According to Jones, many voters contacted him and said they were unaware Duca had verbally withdrawn from the race. Jones said he wonders if Duca’s announcement was strategic and questions why he would go back on his word to accept the nomination.
Jones also addressed a May 7 crash with a school bus that sent two Greater Johnstown School District students to the hospital with minor injuries.
“That was an unfortunate accident,” he said.
According to Jones, his son, a student at Greater Johnstown High School, called him and was frantic about other students threatening him. Jones said he could hear students making threats in the background while he was on the phone and immediately began to rush to the school to pick his son up.
Johnstown police said Jones was driving a 2015 Ford when he ran the red light at Vine and Franklin streets and struck the side of a McIlwain school bus carrying 38 students who were on their way home.
Two students suffered minor injuries and were treated at Conemaugh Memorial Medical Center and a second school bus arrived to take the remaining students home.
Jones said he called 911 to report the crash, but continued to the high school to pick up his son. When Jones arrived, he said a student was still making verbal threats to kill his son.
“I don’t take those things lightly,” said Jones, who has lost two sons to gun violence, including Kyfen, who died in a 2016 shooting in Johnstown that remains unsolved.
“I was not going to lose another son.”
Amy Arcurio, superintendent of Greater Johnstown School District, confirmed the incident began after the high school dismissed that day in the Hornerstown neighborhood.
“The students returned to campus and the (Student Resource Officer) supported Mr.
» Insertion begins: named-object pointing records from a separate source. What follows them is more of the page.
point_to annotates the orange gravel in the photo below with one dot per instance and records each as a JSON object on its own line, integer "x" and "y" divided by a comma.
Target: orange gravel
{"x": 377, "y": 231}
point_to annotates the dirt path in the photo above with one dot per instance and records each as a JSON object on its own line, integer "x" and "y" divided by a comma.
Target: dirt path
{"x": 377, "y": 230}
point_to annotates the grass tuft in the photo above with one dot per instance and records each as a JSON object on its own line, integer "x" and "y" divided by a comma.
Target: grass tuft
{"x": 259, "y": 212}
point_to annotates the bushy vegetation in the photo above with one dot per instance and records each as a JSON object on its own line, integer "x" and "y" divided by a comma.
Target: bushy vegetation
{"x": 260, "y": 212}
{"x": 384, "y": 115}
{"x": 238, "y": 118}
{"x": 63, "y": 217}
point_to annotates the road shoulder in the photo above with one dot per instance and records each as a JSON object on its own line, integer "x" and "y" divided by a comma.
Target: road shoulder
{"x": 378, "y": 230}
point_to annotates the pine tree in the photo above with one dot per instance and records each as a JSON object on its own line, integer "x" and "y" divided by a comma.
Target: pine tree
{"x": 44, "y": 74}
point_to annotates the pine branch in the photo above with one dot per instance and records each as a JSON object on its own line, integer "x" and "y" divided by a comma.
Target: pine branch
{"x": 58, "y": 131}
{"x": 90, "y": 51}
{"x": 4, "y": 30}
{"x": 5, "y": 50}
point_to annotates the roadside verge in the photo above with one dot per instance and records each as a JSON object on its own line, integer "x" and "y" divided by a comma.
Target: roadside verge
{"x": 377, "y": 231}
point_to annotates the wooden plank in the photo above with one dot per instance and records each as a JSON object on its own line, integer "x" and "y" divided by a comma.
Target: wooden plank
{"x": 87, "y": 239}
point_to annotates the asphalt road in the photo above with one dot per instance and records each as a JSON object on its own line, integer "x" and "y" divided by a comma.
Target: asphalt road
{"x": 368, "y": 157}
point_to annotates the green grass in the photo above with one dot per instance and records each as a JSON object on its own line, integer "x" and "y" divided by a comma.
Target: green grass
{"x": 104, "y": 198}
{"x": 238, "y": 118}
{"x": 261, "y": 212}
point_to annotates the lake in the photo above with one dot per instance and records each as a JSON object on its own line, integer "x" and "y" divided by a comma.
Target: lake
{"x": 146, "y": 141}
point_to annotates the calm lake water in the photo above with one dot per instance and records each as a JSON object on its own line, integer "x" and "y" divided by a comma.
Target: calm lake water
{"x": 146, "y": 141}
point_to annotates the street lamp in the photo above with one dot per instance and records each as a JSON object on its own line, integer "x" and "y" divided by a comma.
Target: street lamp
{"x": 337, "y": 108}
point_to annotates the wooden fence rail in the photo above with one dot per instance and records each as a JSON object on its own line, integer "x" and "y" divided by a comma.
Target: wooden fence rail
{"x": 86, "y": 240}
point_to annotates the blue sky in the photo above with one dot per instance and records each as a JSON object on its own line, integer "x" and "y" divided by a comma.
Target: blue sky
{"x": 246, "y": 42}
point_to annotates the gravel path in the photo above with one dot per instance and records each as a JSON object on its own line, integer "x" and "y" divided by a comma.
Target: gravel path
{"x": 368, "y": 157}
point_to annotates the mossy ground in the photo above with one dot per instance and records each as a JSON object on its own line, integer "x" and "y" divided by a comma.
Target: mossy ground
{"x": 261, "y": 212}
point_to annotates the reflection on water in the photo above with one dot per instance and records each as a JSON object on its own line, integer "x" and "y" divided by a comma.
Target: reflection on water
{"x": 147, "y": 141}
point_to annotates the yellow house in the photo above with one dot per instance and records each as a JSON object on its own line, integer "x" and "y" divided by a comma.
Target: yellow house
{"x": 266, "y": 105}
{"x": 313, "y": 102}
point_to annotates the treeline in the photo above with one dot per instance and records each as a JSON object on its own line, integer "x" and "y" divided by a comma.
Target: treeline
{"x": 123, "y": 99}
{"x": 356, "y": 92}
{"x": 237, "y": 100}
Jones upon arrival,” Arcurio wrote in an email.
Jones was later cited for failing to stop at a red light and paid $142.50 in fines and court costs.
Jones, who has since moved his son out of the Greater Johnstown School District, said the accident was politicized and that Cambria County residents are “tired of these types of politics,” which is why he decided to seek the coroner’s office in the first place.
“We are living in a lawless county,” Jones said.
“There’s no accountability right now.”
Duca could not be reached for comment Tuesday.
Commissioners race still close
A military absentee ballot added to Cambria County’s unofficial vote tally Tuesday increased Scott Hunt’s lead to three votes for the second Republican nomination for Cambria County commissioner.
After absentee ballots were calculated last week, Hunt, of Upper Yoder Township, defeated Paul Seitz, of Geistown, by two votes, according to unofficial results.
With the additional absentee processed, unofficial results reflect Hunt earning 2,964 votes against Seitz’s 2,961.
Seitz will have until June 5 to file for a recount, according to the state election laws.
The costs for a recount are the responsibility of the candidate who files it.
It costs around $100 to file the petition for a recount, plus an additional $50 for each group of absentee ballots per precinct, according to the Cambria County Prothonotary’s Office.
Jerry Carnicella, of Patton, earned the most votes of the six Republican candidates seeking the two commissioner nominations, which secured his placement on the November ballot.
According to unofficial results, Carnicella received 3,823 votes, or nearly 23 percent.
Without a petition for recount, the fall election will task voters to choose from Carnicella, Hunt and incumbent Democrats Tom Chernisky and William “B.J.” Smith for the county’s three-member board of commissioners.